"Yes."

"You'll go steadily?"

"Yes."

The rain dribbled over Mattie's face, and caught at his trimmed and silver moustache and darkened the front of his shirt. The boy's face was a blur in front of him and masked by the fullness of his beard.

"If anything happened to you, while you're away, Harriet and I, and the girls, we'd be…" Mattie squeezed the boy's shoulders.

"Why should it, sir?"

They parted.

He walked home. Mattie felt dirtied because he encouraged the folly of the boy, and yet he did not know how he could have dissuaded him. And he had the thick bulk of the envelope in his pocket, and the boy had said that he would be going in lor longer, and that the reports would be more regular. He thought that in a decent world Matthew Cedric Furniss would deserve to be flailed alive.

He fervently hoped that Harriet would still be up and waiting for him. He needed to talk to her, play a record, and be warmed and wanted. He had never in three years seen the boy cry, and the boy had murdered two Revolutionary Guards and planned to go back in again with his present in a plastic bag. The boy was talking about stand-off and armour-piercing.

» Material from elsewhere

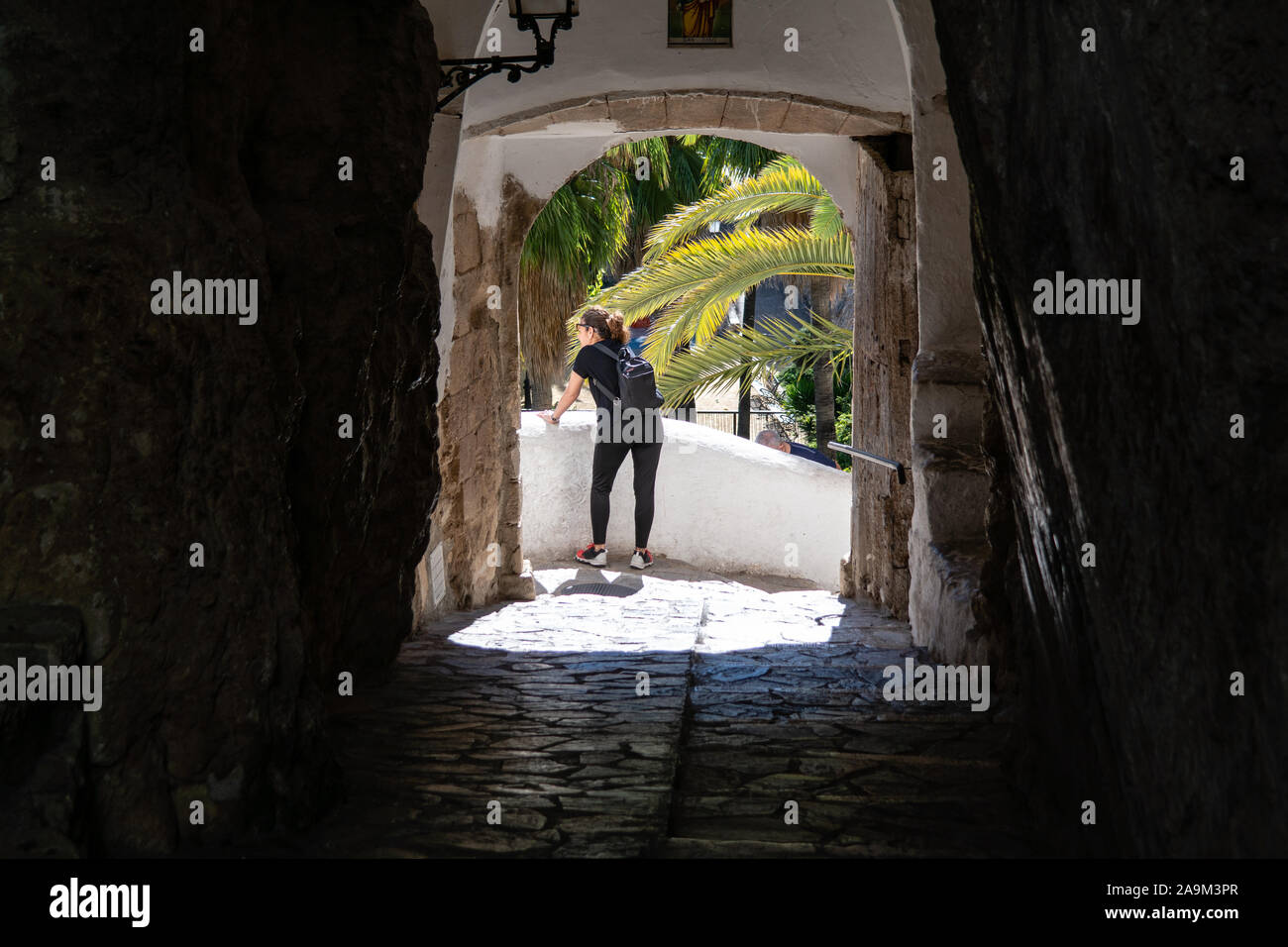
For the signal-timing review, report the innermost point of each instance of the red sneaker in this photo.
(592, 557)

He was talking about war, dammit, and the boy was no less than a son to him.

Mattie said an abbreviated prayer for Charlie Eshraq as he crossed at the traffic lights outside his London flat. And if the boy had bedded his daughters then good luck to him.

He was soaked. His face ran with water. His sodden trousers were clinging to his shins and his shoes squelched. When he looked up he saw the light behind the curtain welcoming him.

There could be as many as 50,000 persons addicted to heroin inside the United Kingdom.

On that night one of them, Lucy Barnes, had failed to compensate for the increased purity of the dose with which she injected herself. Alone, in a coma and on a stinking mattress, she choked to death on her own vomit.